Whilst it rolls out at best to the newly diagnosed.

And who other than those who are the illest themselves are going to be fighting for them whilst the newly ill or less severe have their own battle/priorities to access it, and the illest still carry the stigma and notes suggesting all sorts. But also are very ill and have their own battle most risk and other fragility that might make medics wary of working with etc.

Plus they don’t know how to accommodate or even understand the illness when it’s more than mild.

Are these things infusions or tablets or could even be taken at home or need hospital. And what about observation particularly if someone is already in very fragile health how would someone who doesn’t know what to expect from the illness even before adding in a new medication is going to have to be the default.

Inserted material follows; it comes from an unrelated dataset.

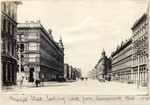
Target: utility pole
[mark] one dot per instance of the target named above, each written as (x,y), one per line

District nurse teams or GP wouldn’t necessarily even before adding familiar

I just worry the illest get the usual ‘too hard box’ and to cover it up/cognitive dissonance issue there ends up being a lot of another round of spiel about lost causes and/or too ill and/or don’t know enough about what they actually have (severe me seems to be being disappeared into suggesting fnd etc)

 

[Sasha]

When you combine -tu- (tumor) + -u- (human) + -mab (antibody) → it looks like “tumu-mab,” which gets compressed in naming rules to -tumumab.

They could have just called it daramab and done everyone a big favour!